The International Chamber of Commerce (‘ICC’) has just published a revised set of Dispute Board Rules to follow up on its original set of 2004. Nabeel Khokhar of DriverTrett and David Brown of Clyde & Co served on a task force assisting the drafting committee, with Nabeel speaking at the global launch of the new Rules at the ICC Headquarters in Paris in early October of this year. The new Rules contain some interesting changes, as Nabeel and David discuss in the following overview.

Dispute Board ('DB') members might be said to be in a unique position. They find themselves in between mediators and conciliators on the one hand, and binding dispute resolvers such as arbitrators on the other. As their name suggests, they are there to decide disputes, but is this all they should do? One of the most interesting considerations with respect to any set of DB rules is the extent to which they empower DBs to assist parties with potential or actual disputes in other ways.

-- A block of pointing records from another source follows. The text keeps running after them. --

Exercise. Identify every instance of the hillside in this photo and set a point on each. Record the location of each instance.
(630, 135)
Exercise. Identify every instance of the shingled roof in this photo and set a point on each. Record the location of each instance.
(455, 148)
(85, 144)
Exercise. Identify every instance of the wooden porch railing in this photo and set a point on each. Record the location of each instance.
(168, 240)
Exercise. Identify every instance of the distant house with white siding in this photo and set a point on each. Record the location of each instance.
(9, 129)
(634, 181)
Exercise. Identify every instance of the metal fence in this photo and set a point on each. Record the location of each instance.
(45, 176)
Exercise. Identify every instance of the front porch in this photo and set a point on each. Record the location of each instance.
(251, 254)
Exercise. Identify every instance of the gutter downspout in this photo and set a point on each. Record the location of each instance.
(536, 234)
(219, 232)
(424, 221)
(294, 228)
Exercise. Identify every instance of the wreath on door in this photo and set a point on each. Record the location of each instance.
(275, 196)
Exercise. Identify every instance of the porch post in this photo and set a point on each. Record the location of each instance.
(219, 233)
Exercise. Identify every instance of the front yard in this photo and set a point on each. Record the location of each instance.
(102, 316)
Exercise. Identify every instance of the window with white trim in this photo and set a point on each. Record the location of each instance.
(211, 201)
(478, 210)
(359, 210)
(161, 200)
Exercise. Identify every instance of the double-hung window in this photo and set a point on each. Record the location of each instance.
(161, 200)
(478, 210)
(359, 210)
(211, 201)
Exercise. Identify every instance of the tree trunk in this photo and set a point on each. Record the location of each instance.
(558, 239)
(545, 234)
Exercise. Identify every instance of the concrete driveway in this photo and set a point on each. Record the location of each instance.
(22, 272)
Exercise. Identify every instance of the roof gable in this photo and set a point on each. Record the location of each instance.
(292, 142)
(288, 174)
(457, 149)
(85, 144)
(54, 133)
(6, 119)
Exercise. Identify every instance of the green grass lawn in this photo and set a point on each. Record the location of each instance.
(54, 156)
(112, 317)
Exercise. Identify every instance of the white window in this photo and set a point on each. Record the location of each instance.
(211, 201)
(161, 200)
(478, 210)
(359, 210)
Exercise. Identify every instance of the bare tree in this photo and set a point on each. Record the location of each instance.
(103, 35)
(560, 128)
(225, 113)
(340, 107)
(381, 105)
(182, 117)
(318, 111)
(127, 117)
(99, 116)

 In the 2004 edition of the Rules, the ICC already put forward ground-breaking provisions for a Dispute Board to provide various types of informal assistance to parties with their disagreements. The latest edition retains these provisions, but also contains an entirely new provision at Article 16 that empowers the DB to intervene if it considers there to be potential disagreements between the parties.

 Thus, the DB may raise the matter with the parties and encourage them to avoid a disagreement, help them define the potential disagreement or suggest a procedure that they might follow, including informal assistance from the DB.

 This dispute avoidance initiative is also to be found in a significant modification with respect to what the term 'disagreement' actually means. Does it encompass disputes? Yes, according to the definition of disputes in the first edition of the Rules. The new edition provides differently, since it defines a 'disagreement' as a difference between the parties that has not yet become a dispute and is not capable, therefore, of being referred as such to a DB.

 What the ICC seems to be doing, in our view, is recognizing the attitude of many active DB members, who see their role as primarily one of enabling parties to avoid formal dispute resolution whether at DB level or in a later arbitration, for example.

 The new ICC Rules go much further than the well-known FIDIC DB rules when it comes to facilitating dispute avoidance. It will be interesting to see how far the next editions of the FIDIC forms of contract will follow in the ICC's footsteps!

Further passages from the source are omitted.